Entre mis lecturas más
recientes he querido realizar una suerte de experimento socio-literario leyendo
de forma simultánea los últimos libros de memorias de Ana Iris Simón y Elvira
Lindo. Generacionalmente, ambas escritoras pertenecen a mundos distintos: Elvira
Lindo tiene 59 años y Ana Iris Simón, 30. Y el lector, en este caso yo, ejerce
de bisagra entre ambas con sus 42 años. El experimento consiste en cotejar los
referentes culturales, sus estilos literarios y comprobar a cuál de las dos se
siente más cercano el lector bisagra.
Una reflexión, antes, sobre
el llamado género memorialístico, tan en boga en los últimos tiempos. Parece
existir una necesidad, a determinada edad, de reordenar el mundo personal a
través de la literatura de evocación o de explicarse uno a sí mismo a través
del legado que nos dejaron quienes nos antecedieron o de apresar para siempre
un mundo que sabemos periclitado y rescatarlo así del olvido que será. Pero
para que este tipo de género tenga un verdadero valor literario, no basta con
el catálogo experiencial del pasado, sino que requiere la habilidad de hacer
trascender la anécdota personal a una universalidad que haga del libro una
historia perenne y que nos interpele y concierna, a pesar de no pertenecer a la
generación en la que está contextualizada la obra.
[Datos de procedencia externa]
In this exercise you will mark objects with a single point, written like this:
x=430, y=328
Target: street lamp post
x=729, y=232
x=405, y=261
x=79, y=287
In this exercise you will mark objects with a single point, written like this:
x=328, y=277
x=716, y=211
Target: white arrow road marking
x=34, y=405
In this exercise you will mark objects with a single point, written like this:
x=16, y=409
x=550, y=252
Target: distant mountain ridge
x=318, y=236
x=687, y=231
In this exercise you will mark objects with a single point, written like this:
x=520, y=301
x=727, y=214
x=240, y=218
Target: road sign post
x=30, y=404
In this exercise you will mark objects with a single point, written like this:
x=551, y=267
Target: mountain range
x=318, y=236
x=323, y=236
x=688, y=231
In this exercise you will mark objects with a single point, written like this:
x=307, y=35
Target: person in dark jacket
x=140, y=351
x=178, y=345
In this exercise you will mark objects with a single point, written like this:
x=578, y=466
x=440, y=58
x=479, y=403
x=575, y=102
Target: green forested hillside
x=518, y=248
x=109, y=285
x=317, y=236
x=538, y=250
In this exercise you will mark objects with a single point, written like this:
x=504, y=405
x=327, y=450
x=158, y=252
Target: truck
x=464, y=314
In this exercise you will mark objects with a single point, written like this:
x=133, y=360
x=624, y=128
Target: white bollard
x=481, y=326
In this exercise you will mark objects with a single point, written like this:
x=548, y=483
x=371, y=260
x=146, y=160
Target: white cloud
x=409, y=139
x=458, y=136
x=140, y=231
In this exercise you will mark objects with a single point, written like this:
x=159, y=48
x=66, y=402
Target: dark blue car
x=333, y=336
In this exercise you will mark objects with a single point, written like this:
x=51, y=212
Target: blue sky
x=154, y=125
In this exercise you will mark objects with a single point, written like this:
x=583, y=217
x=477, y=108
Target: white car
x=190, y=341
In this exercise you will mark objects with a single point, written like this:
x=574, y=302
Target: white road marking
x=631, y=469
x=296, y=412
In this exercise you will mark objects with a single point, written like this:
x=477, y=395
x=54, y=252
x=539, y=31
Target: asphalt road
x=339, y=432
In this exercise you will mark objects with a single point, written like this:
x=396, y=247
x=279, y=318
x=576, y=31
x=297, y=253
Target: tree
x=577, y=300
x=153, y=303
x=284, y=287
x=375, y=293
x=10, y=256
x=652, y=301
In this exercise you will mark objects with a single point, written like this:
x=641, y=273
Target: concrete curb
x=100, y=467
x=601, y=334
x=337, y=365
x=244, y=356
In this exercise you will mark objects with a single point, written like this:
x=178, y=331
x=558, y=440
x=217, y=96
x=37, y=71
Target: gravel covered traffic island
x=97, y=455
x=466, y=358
Ese es quizás el principal
error que yo hallo en Feria, el
primer libro de Ana Iris Simón: el abuso del anecdotario familiar. Solo cuando
la autora aprovecha su material biográfico para reflexionar por contraste sobre
algunos aspectos del presente, sobre todo aquellos que tienen que ver con el
talibanismo moral y la tontería y banalidad que se ha instalado en parte de sus
coetáneos, el libro consigue volar. En ese sentido, su posicionamiento es
también valiente, lo que es de agradecer. Por otro lado, respecto al estilo
literario, lo que muchos han llamado frescura y espontaneidad –que la hay, sin
duda– a mí me aleja de la literatura y de su necesaria capacidad evocadora.
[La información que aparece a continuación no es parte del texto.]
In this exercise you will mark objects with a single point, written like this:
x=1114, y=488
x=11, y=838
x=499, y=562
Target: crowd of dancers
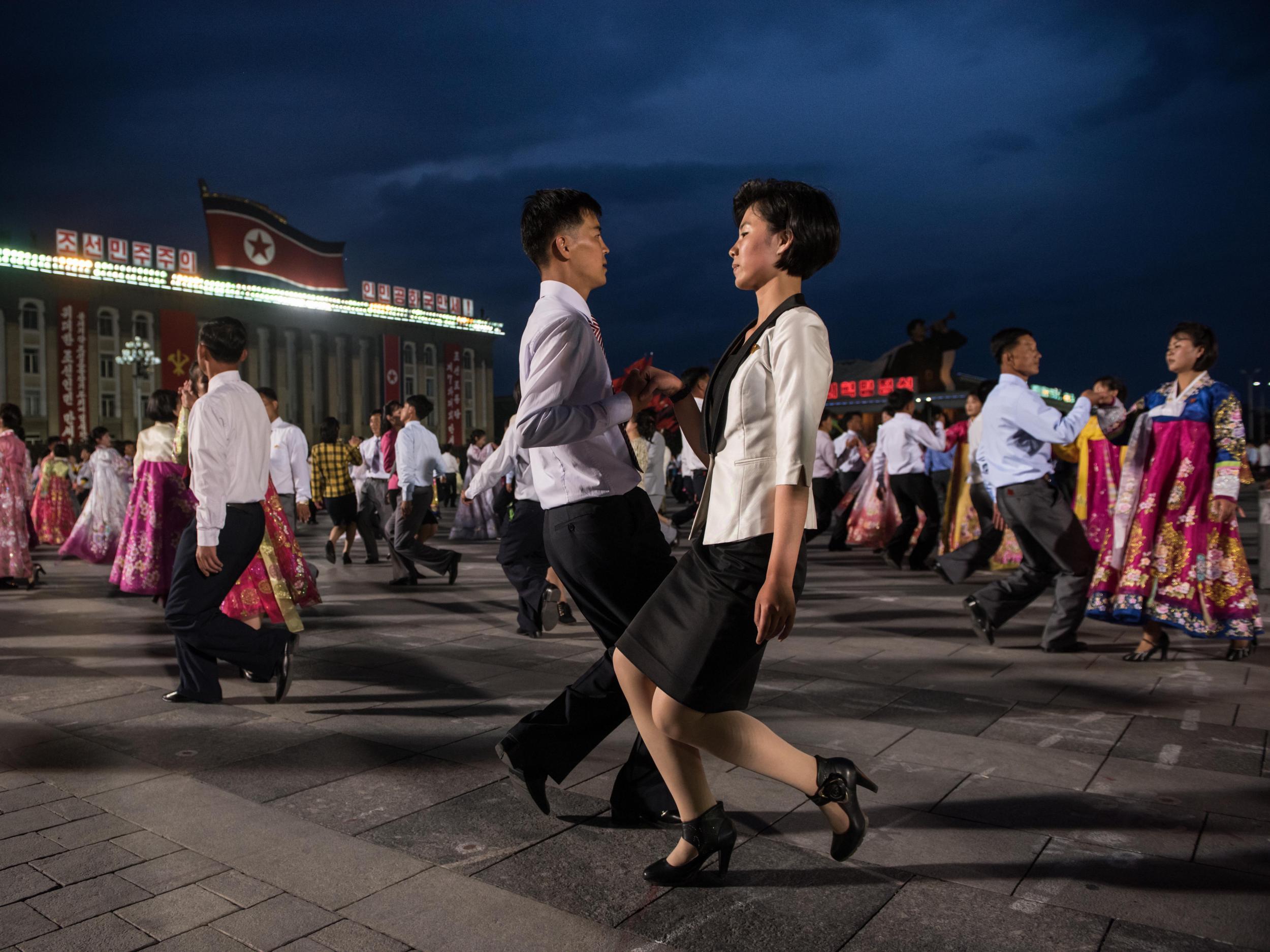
x=1149, y=537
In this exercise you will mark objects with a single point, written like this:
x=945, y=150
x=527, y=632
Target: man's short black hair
x=225, y=339
x=162, y=405
x=1200, y=336
x=900, y=399
x=328, y=431
x=547, y=214
x=804, y=211
x=1004, y=342
x=692, y=376
x=421, y=404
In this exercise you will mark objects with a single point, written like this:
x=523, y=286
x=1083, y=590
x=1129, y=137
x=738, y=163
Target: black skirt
x=695, y=638
x=342, y=509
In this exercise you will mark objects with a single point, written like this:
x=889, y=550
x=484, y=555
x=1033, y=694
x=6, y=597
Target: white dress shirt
x=418, y=457
x=1018, y=431
x=229, y=451
x=289, y=460
x=689, y=461
x=826, y=463
x=854, y=463
x=372, y=458
x=511, y=457
x=569, y=418
x=902, y=445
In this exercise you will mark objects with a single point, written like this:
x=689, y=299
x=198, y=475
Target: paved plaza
x=1028, y=801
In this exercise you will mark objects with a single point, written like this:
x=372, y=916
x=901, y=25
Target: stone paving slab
x=1231, y=907
x=303, y=859
x=929, y=915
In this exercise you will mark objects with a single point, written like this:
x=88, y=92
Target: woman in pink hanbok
x=96, y=536
x=14, y=476
x=1175, y=559
x=477, y=521
x=159, y=508
x=54, y=506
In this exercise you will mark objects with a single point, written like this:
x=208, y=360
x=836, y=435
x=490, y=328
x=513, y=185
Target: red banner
x=73, y=369
x=392, y=367
x=178, y=347
x=455, y=395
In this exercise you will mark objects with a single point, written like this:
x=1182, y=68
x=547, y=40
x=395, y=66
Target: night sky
x=1091, y=171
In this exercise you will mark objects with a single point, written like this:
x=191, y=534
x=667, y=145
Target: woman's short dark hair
x=1116, y=385
x=1200, y=336
x=804, y=211
x=900, y=399
x=646, y=423
x=1004, y=342
x=421, y=404
x=547, y=214
x=225, y=339
x=162, y=405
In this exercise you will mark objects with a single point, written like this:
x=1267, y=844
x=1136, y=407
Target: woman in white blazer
x=689, y=661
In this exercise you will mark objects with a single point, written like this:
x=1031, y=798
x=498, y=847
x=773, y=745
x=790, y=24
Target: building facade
x=65, y=320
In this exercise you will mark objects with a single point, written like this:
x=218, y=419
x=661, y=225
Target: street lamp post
x=139, y=353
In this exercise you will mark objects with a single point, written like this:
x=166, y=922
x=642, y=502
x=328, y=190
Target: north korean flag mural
x=245, y=237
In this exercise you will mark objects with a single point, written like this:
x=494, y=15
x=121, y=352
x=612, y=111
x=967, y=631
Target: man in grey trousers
x=1017, y=465
x=418, y=457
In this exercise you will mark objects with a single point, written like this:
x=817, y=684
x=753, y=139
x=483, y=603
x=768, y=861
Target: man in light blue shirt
x=418, y=458
x=1017, y=464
Bajo esa prosa desliteraturizada parece subyacer la creación de un lenguaje que
quiere mimetizarse con el narrador infantil, pero no sé si resulta eficaz. Lo
mejor, la reivindicación de una clase social desacomplejada, convirtiendo lo
casposo en hallazgos líricos –estos sí– que contribuyen a la mitología.
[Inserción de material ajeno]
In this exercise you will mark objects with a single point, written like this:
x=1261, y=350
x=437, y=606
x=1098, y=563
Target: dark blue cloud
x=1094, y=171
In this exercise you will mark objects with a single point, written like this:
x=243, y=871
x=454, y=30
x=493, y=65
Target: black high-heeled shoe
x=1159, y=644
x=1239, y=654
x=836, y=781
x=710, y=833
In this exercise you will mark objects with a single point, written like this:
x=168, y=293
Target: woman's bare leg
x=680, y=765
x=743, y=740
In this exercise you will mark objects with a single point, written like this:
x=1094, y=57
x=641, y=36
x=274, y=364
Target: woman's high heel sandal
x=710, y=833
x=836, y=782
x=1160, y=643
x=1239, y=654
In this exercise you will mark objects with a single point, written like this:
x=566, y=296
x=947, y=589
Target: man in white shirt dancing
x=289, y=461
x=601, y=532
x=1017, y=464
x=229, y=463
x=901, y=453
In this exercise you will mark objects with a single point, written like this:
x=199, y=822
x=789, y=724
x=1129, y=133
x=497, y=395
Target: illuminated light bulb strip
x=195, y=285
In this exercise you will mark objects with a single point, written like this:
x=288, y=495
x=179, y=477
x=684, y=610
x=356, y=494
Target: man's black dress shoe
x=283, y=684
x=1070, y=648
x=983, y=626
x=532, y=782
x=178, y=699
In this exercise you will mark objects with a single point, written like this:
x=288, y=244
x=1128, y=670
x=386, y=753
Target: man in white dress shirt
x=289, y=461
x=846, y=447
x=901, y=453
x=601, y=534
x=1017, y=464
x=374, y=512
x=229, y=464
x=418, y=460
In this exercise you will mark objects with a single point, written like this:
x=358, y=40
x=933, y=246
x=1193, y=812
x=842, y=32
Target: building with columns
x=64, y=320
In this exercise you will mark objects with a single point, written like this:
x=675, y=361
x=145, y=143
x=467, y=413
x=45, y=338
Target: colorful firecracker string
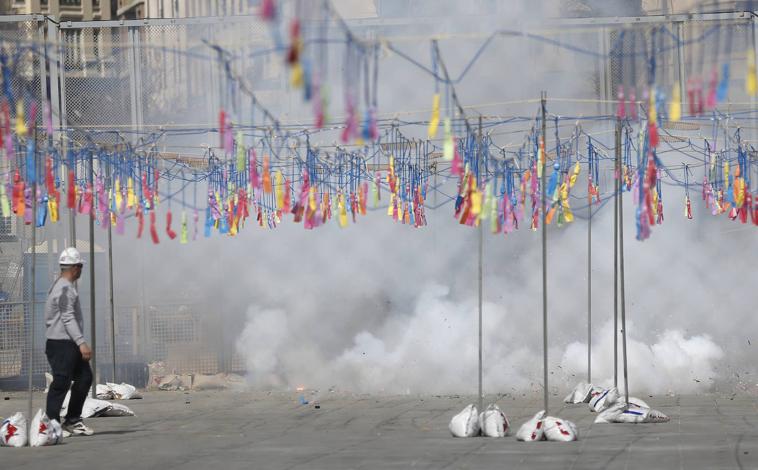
x=271, y=173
A Elvira Lindo, en cambio, se
le nota el oficio. De las vicisitudes reales y concretas de su padre recogidas
en A corazón abierto consigue
construir un protagonista totalmente literario, que pasaría por personaje de
novela si no supiéramos que la autora está evocando, de modo terapéutico, la
figura paterna. El acierto está en la mirada. La sugestiva remembranza del
pasado y los análisis psicológicos pasan por el cedazo de una sensibilidad
atenta a los detalles, inteligente e hiperestésica y el resultado es la configuración
de unos personajes redondos, llenos de matices y aristas de los que nos acaban
interesando más por sí mismos que en relación con el parentesco que mantienen
con la autora. Al libro le falta alguna que otra poda, pero se lee con gusto
porque se ajusta con pericia a los resortes narrativos de la ficción, aunque lo
que se cuente sea dolorosamente real.
Y así, se da la paradoja de
que, hallándose el lector bisagra más cerca del contexto histórico de Feria, a algunos de cuyos recuerdos he
asistido con el agrado del reconocimiento, me identifico más con la propuesta
de Lindo, cuyo marco temporal no me pertenece por edad pero que queda
compensado por habitar el territorio de la Literatura, allí donde no importan
las generaciones ni el relato concreto de la Historia porque a todos se acoge
por igual en la patria común de la palabra.